Elisabeth Berry Drago

Chemical Heritage Foundation, Brown Bag Lecture

Tuesday, November 5, 2013, 5:00 pm EST

Time: 12:00pm

Location: Chemical Heritage Foundation


Dutch images of alchemists in the laboratory have long been overlooked by art historians as moralizing satires catering to a disbelieving audience. This project examines afresh the alchemical pictures of Thomas Wijck (1616–1677), seeking to understand how artistry and alchemy met and merged in the early modern studio and laboratory. In addition to iconographical and historical concerns, emphasis is placed on Wijck’s paintings as transformative objects produced in a studio-workshop: raw materials, pigments, and chemical processes will shed light on the practices of painters and their role in a greater “Golden Age” of discovery.
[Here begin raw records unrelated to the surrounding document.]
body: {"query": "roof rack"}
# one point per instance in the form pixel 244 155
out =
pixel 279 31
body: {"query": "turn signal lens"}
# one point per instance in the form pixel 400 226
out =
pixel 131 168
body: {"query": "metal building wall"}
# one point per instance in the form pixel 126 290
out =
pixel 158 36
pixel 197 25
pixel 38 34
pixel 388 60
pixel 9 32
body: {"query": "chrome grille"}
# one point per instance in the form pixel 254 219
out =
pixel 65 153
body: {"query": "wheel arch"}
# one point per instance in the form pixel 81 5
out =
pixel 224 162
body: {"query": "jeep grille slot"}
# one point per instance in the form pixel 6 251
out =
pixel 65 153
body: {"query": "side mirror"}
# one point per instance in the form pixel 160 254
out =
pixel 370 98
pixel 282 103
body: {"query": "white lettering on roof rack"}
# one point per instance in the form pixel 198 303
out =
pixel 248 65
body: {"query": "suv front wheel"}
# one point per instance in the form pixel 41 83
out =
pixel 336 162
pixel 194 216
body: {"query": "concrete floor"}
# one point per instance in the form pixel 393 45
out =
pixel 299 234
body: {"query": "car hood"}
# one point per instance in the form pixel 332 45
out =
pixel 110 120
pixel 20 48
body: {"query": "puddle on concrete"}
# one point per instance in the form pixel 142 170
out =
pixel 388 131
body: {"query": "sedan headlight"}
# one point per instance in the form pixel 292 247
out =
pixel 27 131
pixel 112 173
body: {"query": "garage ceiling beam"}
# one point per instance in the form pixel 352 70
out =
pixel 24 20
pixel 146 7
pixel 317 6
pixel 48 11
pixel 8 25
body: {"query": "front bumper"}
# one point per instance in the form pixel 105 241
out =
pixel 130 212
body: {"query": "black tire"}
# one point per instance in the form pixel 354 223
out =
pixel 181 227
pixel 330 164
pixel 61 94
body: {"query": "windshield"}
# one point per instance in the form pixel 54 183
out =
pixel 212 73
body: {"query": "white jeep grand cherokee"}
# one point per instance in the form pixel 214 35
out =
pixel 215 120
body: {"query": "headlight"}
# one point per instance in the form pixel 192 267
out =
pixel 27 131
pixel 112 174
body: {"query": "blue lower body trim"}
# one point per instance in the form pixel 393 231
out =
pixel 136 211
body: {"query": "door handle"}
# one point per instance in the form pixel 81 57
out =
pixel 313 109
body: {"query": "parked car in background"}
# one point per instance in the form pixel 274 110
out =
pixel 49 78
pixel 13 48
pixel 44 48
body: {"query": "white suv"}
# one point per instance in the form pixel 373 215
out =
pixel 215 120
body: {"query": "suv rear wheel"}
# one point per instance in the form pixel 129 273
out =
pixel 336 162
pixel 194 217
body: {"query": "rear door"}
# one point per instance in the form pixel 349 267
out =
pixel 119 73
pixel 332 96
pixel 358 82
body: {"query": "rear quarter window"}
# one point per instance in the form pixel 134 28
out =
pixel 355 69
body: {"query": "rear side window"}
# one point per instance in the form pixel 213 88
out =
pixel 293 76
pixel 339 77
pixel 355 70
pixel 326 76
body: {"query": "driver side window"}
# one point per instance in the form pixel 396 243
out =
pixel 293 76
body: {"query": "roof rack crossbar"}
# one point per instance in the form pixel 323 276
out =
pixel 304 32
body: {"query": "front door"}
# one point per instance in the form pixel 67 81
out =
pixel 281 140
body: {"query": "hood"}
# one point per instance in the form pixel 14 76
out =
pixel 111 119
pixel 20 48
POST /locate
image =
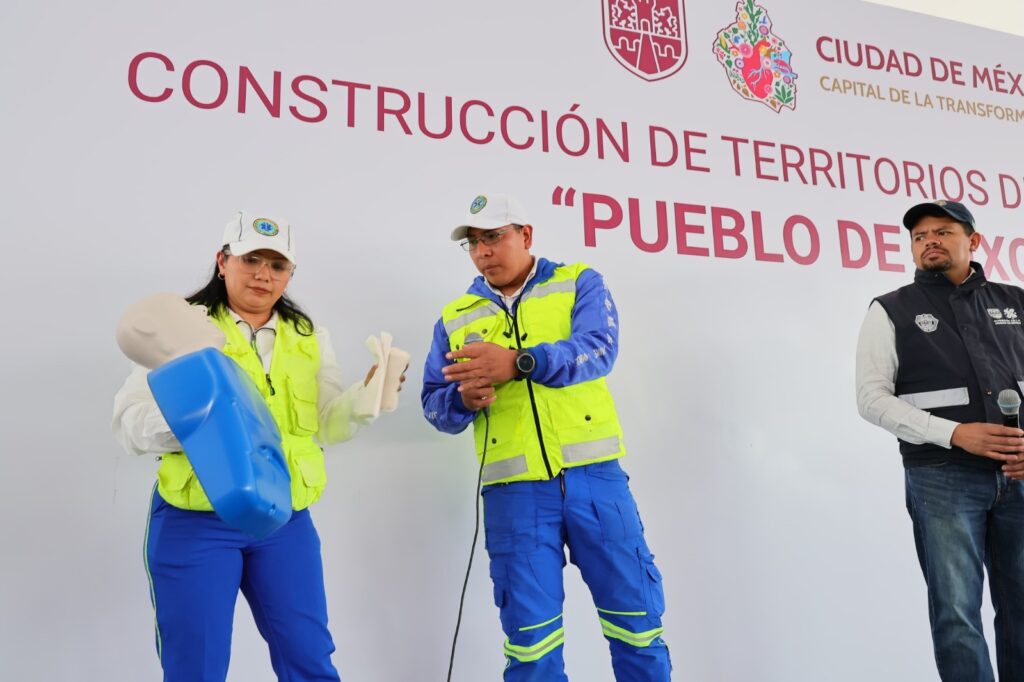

Elisabeth Berry Drago is a Ph.D candidate in art history, specializing in 17th-century Netherlands. Her dissertation centers on the painter Thomas Wijck (1616–1677), whose pictures of alchemists in the laboratory offer new perspectives on early modern science and artistry. Elisabeth received her M.A. in art history from Temple University in 2010 and holds a B.A. in fine arts from SUNY Fredonia. In her free time she enjoys volunteering with the Fleisher Art Memorial, a community arts organization, and the Free Library of Philadelphia, teaching youth workshops in painting and drawing, comics, and picture-book illustration.